There are several limitations of this study. Sample size is a major limitation and may be the reason we don't have more significant results. Additionally, patients who were discharged on the weekends or in the evening did not receive the intervention because the pharmacist was not available at these times. There may be concern that these patients were less sick (hence why the medical team felt comfortable discharging them at these times), however, the CCI of patients in the control group was not statistically significantly different than the CCI of the intervention group, indicating that their baseline health was not that different. Finally, the use of patient self-report for the medication history at the various time points may have skewed the results at the one, three, and six-month phone calls, as patients may not be able to remember all of the medications they were prescribed.

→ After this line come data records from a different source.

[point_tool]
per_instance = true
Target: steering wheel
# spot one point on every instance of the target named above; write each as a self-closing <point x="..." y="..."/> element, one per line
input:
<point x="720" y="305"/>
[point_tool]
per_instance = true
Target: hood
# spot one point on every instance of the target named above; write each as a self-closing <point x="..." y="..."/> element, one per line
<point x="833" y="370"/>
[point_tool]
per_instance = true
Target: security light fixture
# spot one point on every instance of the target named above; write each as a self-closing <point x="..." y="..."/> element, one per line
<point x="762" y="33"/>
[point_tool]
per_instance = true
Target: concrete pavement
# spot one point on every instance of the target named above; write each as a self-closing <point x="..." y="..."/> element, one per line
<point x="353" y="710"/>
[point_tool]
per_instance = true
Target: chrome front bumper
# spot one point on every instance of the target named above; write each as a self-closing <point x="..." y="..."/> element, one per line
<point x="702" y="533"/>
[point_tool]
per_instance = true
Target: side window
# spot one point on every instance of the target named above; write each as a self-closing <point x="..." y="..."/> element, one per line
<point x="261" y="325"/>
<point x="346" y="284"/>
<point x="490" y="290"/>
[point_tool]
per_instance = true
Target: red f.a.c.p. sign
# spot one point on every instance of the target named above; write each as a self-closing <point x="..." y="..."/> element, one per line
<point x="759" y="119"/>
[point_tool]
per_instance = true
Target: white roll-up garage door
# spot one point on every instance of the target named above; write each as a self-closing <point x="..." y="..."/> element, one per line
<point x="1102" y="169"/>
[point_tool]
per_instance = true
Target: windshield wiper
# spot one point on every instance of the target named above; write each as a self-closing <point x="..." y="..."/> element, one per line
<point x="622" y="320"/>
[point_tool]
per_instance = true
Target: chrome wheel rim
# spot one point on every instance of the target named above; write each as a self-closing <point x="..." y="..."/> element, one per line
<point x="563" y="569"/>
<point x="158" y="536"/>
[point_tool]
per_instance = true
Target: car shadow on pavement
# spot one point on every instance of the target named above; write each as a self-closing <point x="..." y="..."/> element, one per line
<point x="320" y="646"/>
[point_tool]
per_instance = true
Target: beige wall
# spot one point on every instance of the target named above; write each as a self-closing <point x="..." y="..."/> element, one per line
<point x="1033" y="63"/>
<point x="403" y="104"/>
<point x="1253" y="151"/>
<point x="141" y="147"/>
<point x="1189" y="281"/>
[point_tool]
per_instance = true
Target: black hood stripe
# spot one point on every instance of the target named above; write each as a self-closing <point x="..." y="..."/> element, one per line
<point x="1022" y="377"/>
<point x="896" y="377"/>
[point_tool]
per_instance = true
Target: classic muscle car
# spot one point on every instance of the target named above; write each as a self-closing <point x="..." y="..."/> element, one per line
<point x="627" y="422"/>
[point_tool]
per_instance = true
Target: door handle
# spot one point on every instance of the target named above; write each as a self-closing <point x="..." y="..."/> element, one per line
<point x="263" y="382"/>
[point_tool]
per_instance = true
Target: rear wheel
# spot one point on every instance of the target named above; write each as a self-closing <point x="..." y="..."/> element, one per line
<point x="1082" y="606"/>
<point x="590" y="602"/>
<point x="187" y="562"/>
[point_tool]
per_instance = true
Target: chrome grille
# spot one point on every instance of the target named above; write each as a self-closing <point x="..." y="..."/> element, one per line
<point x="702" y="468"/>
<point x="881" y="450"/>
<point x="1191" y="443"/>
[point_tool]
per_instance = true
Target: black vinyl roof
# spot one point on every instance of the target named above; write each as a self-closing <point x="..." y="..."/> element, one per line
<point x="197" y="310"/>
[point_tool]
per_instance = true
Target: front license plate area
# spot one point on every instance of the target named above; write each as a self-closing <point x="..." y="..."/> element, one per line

The problem of high-utilization is extremely complex, and no single intervention will be able to solve it. This project represents an initial step into developing targeted interventions for this population. This can be a challenging population to work with because of their multiple medical problems and overlying social issues. While inpatient interventions can be complicated, this may be a model that is effective for this population. The successes and challenges we encountered in this study will inform the development of future interventions.